Let $A$ and $B$ be sets. Show that $f: A \times B \rightarrow B \times A$ defined by $f(a, b) = (b, a)$ is a bijective function.

(N/A) The function is defined as $f: A \times B \rightarrow B \times A$ where $f(a, b) = (b, a)$.
$1.$ To show $f$ is one-one (injective):
Let $(a_1, b_1), (a_2, b_2) \in A \times B$ such that $f(a_1, b_1) = f(a_2, b_2)$.
This implies $(b_1, a_1) = (b_2, a_2)$.
Equating the components,we get $b_1 = b_2$ and $a_1 = a_2$.
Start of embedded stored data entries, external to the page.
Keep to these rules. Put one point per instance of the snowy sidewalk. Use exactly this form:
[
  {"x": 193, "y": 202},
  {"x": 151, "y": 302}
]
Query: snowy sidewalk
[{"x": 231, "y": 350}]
Therefore,$(a_1, b_1) = (a_2, b_2)$.
Since $f(a_1, b_1) = f(a_2, b_2) \Rightarrow (a_1, b_1) = (a_2, b_2)$,$f$ is one-one.
$2.$ To show $f$ is onto (surjective):
Let $(b, a) \in B \times A$ be any arbitrary element.
By the definition of the Cartesian product,$b \in B$ and $a \in A$,which implies $(a, b) \in A \times B$.
For this $(a, b) \in A \times B$,we have $f(a, b) = (b, a)$.
Since every element in the codomain $B \times A$ has a pre-image in the domain $A \times B$,$f$ is onto.
Since $f$ is both one-one and onto,$f$ is a bijective function.